Closed churches are foretaste of the future

Closed churches are likely to become closed for good in the not-too-distant future, says Monsignor Tomas Halik.

This won’t be because of outside forces like the coronavirus (COVID-19) pandemic, but because of the Church’s unwillingness to reform, he suggests.

Halik says we should take notice that in many countries churches, monasteries and seminaries have been emptying out for years.

“Don’t blame outside forces for empty churches.”

“Why do we keep on blaming external factors like the ‘tsunami of secularism’ instead of acknowledging that yet another chapter of the history of Christianity is coming to an end and that it is thus necessary to prepare for the next chapter?”

Halik, who was clandestinely ordained to the priesthood in 1984 during the former Czechoslovakia’s Communist dictatorship, says the Church should be what Pope Francis wants it to be: a “field hospital.”
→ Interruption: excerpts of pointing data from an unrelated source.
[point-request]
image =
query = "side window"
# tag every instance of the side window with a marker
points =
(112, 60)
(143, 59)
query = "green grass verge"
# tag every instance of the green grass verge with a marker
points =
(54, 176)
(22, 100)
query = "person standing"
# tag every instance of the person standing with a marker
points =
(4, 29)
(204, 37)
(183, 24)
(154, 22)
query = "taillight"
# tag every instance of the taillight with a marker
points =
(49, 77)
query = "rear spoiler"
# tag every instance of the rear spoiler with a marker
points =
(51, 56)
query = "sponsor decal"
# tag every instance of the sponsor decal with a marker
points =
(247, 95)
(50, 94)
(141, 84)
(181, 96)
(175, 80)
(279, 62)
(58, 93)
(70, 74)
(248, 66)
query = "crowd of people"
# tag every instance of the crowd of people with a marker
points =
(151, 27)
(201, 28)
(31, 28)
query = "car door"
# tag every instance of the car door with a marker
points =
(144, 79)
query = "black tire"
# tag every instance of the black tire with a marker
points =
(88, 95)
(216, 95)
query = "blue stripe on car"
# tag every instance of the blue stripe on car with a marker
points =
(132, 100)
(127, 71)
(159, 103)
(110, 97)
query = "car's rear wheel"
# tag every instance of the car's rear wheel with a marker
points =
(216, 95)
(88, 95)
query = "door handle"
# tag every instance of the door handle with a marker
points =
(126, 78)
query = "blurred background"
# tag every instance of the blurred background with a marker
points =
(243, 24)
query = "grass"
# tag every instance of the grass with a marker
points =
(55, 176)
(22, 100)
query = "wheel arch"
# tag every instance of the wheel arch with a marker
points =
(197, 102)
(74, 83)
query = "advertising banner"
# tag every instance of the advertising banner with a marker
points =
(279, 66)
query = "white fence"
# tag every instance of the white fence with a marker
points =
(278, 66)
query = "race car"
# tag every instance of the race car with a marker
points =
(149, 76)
“What the pope means by that is that it should not withdraw from the world in comfortable ‘splendid isolation’.”

“Instead, the Church could “venture out beyond its own limits and help those who are being physically, psychologically, socially and spiritually hurt.”

If the Church did that, it could begin to atone for allowing its representatives to violate people – even the most defenseless among them, he says.

Besides offering medical, social and charitable assistance – as it has done since its foundation – the Church must now go further and offer a diagnosis – just as a field hospital would.

Discerning the signs of the times also includes offering a type of “preventative medicine” aimed at immunizing society against the deadly viruses of fear, hatred, populism and nationalism, Halik says.

Rehabilitation is another aspect of healing the traumas of the past the Church needs to adopt, he adds.

Today’s empty churches because of the coronavirus lockdown might symbolically show us what the future would be like if the Church doesn’t seriously try to present the world with a totally different form of Christianity, he says.

“We have been far too convinced that the world – that is “the others” – must convert. And we have not thought about the need for our own conversion.”

Above all, we need to become ‘dynamic’ Christians rather than ‘static ones'”.

Now is the time to think deeply about Church reform while the churches are closed because of the pandemic, Halik suggests.

This will involve profound reform that turns to the core of the Gospel message so seekers can find “a source that will quell their thirst for the sense/meaning of life.”

It will mean Christians should stop trying to convert people and confine them to the Church’s existing institutions and mental limitations.

Instead, Christian communities should try to aim for “a School of Wisdom where free disputation and profound contemplation is sought.

“A healing power for our sick world could flow from such islands of spirituality and dialogue,” Halik says.